Pouco depois, o governador Eduardo Campos aceitou o pedido de exoneração em uma reunião com Damázio. Ali, ele designou o delegado federal Alessandro Carvalho para ficar à frente da pasta e disse que o Pacto pela Vida não sofrerá alterações.

A entrevista concedida pelo secretário de Defesa Social Wilson Damázio fechando a série Casa-grande & senzala provocou forte reação dos movimentos de direitos civis do Estado. Nesta quinta, às 15h, foi realizada no Gabinete de Assessoria Jurídica às Associações Populares (Gajop) uma coletiva reunindo representantes de 26 grupos, entre eles a Comissão de Ética do Sindicato dos Jornalistas, Direitos Urbanos/Recife, Forum de Mulheres de Pernambuco e Forum LGBT de Pernambuco, entre outros. Na internet, foram centenas de manifestações, entre elas a do delegado da Polícia Civil Igor Leite, que foi contundente em sua fala: nela lembrava que tanto ele quanto Flaubert Queiroz, chefe da Associação dos Delegados de Pernambuco (Adeppe): “diante desse absurdo, quem notifica o secretário?”, questionou.

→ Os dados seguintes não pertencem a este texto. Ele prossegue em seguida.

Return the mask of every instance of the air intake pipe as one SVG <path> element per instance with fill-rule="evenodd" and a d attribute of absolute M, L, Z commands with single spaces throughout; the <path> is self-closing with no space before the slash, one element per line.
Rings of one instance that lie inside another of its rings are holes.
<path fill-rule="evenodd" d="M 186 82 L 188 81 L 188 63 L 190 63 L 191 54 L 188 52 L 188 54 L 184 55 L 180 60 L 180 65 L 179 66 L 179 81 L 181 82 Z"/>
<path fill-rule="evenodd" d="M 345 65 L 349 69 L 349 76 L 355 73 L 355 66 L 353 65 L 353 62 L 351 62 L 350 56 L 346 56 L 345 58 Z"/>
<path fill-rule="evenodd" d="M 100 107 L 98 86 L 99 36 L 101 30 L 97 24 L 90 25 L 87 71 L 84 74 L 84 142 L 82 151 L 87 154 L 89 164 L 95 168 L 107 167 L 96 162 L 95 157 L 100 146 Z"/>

Mais de 20 instituições ligadas aos direitos humanos divulgaram nota oficial e o intuito de provocar o Ministério Público de Pernambuco contra o ex-secretário

Para Rodrigo Deodato, do Gajop, a fala só confirma o pensamento não apenas do secretário, mas de toda uma parcela da corporação. “É um grupo que anda afastado da efetivação dos direitos humanos, que mostra descompromisso com a luta do rol de direitos de todas e todos.” Mariana Azevedo, do Forum de Mulheres de Pernambuco (FMPE), não viu novidade na entrevista: “Não é a primeira vez que que ele tem uma postura como essa. As posições dele durante as manifestações populares mostraram isso... só confirma o que vivemos nas ruas, a violência institucional não só em relação aos movimentos sociais, mas com mulheres, negros. A prioridade pelos números do Pacto Pela Vida se sobrepõe à vida das pessoas”, disse.

Sobre a associação de homossexuais. Sobre a questão da homofobia, Thiago Rocha, do Forum LGBT, disse, em nome da entidade, que homossexuais não se reconhecem como fora de uma conduta. “Estamos fartos de sermos colocados dessa forma, dessa ideia de um 'padrão tradicional'. Nós fazemos parte dessa cultura.”